Kurt A. Smemo1, Christopher B. Blackwood2, David J. Burke1, and Mark W. Kershner2. (1) The Holden Arboretum, (2) Kent State University
Background/Question/Methods Litter decomposition, belowground C cycling, and nutrient turnover in temperate forests is partially controlled by the microbial production of extracellular enzymes. Thus, it is reasonable to expect patterns of microbial community functional group composition and structure to be related to patterns of soil enzyme activity. We are just beginning to understand the diversity of soil microbial communities, but the difficulty in linking microbial identity to ecosystem function may be further exacerbated by poorly understood seasonal and spatial variability of soil enzyme pools and activities. We suggest such variability arises due to factors regulating enzyme production and turnover. We will present data for patterns of soil enzyme activity, and attempt to link those patterns with microbial community composition data, for two hardwood forests in NE Ohio. Temporal trends from one forest encompass monthly measurements for an entire year, while spatial patterns from the other are derived from 125 soil samples from a landscape-scale meta-community analysis in a spatially complex hardwood forest ecosystem. We measured the potential activity of 8 extra-cellular enzymes using colorimetric and flourometric techniques, and will estimate soil fungal and bacterial composition using DNA-based techniques (T-RFLP and sequencing).

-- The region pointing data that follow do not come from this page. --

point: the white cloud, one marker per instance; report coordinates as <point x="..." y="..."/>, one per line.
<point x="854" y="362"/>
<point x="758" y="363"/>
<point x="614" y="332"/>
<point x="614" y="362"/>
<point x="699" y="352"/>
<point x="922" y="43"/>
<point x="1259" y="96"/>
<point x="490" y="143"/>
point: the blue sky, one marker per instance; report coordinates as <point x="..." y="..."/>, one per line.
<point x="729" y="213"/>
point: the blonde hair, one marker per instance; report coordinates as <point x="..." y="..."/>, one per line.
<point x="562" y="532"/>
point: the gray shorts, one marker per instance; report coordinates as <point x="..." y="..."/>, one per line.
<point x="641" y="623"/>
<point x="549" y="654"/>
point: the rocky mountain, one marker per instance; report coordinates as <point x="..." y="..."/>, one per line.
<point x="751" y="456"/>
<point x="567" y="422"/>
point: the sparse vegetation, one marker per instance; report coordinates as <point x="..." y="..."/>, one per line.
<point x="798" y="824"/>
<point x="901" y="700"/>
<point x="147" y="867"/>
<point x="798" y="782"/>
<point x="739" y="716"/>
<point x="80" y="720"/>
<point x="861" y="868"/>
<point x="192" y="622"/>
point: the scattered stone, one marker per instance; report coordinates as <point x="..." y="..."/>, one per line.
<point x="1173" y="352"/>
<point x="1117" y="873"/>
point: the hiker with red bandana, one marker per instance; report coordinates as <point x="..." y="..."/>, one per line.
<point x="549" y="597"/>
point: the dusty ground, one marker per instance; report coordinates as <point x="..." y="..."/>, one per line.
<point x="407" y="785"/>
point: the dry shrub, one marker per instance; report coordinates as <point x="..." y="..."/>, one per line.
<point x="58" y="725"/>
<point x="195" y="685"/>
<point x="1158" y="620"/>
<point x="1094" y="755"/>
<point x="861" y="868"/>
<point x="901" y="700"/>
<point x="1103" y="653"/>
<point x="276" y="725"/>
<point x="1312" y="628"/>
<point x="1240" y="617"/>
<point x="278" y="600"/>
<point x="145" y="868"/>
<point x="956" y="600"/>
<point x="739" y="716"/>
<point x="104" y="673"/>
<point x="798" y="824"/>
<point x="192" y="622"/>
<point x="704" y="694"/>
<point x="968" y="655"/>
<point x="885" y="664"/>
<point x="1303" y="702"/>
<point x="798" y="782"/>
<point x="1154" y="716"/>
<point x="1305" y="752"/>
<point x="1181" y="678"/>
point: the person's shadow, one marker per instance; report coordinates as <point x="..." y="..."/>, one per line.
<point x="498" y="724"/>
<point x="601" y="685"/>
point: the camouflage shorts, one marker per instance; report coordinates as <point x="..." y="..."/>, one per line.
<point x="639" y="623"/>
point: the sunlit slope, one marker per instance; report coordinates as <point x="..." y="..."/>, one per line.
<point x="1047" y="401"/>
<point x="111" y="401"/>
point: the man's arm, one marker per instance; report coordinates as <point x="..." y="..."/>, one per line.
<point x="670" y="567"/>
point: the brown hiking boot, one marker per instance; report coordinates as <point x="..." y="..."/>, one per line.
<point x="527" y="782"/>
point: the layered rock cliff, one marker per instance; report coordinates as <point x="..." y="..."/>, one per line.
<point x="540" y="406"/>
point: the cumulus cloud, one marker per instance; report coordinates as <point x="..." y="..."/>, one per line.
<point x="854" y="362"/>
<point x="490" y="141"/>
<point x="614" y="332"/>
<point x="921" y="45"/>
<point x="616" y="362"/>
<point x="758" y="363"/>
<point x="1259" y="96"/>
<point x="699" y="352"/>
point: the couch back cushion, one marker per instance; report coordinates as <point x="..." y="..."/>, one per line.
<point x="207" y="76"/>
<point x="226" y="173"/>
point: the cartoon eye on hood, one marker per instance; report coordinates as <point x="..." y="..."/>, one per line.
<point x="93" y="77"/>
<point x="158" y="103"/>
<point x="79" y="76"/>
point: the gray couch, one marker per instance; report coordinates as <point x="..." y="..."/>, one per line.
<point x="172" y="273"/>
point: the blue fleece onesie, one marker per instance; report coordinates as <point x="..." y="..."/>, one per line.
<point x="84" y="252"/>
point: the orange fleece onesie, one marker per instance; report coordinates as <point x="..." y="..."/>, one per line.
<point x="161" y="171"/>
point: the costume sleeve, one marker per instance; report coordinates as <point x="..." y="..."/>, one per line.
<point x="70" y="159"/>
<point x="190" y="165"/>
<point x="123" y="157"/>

Results/Conclusions In one forest, we found that mean annual enzyme activities generally declined with depth, with highest activities in the forest floor compared to mineral soil (with the exception of the oxidative enzyme peroxidase). Mineral soil activities did not vary across season or month, but forest floor activity was highest in winter months when soil temperature is low and snow cover is common. Fungal community profiles associated with these samples are currently underway. In another forest, we found that the spatial variability in enzyme activities is only partially explained by ecosystem type, and the highest levels of oxidative enzyme activity were associated with seasonally anaerobic wet soils. Soil microbial community analyses are on-going for this site as well. Our results thus far imply that high winter enzyme pools are associated with higher microbial activity than previously thought or enzymes that are highly conserved and stabilized in the forest floor during periods of low microbial activity. If the latter is true, then measurements of potential enzyme activity might not be a good metric of microbial community dynamics at a given point in time, but a spatially or temporally integrated tool for estimating potential process rates or microbial resource demand.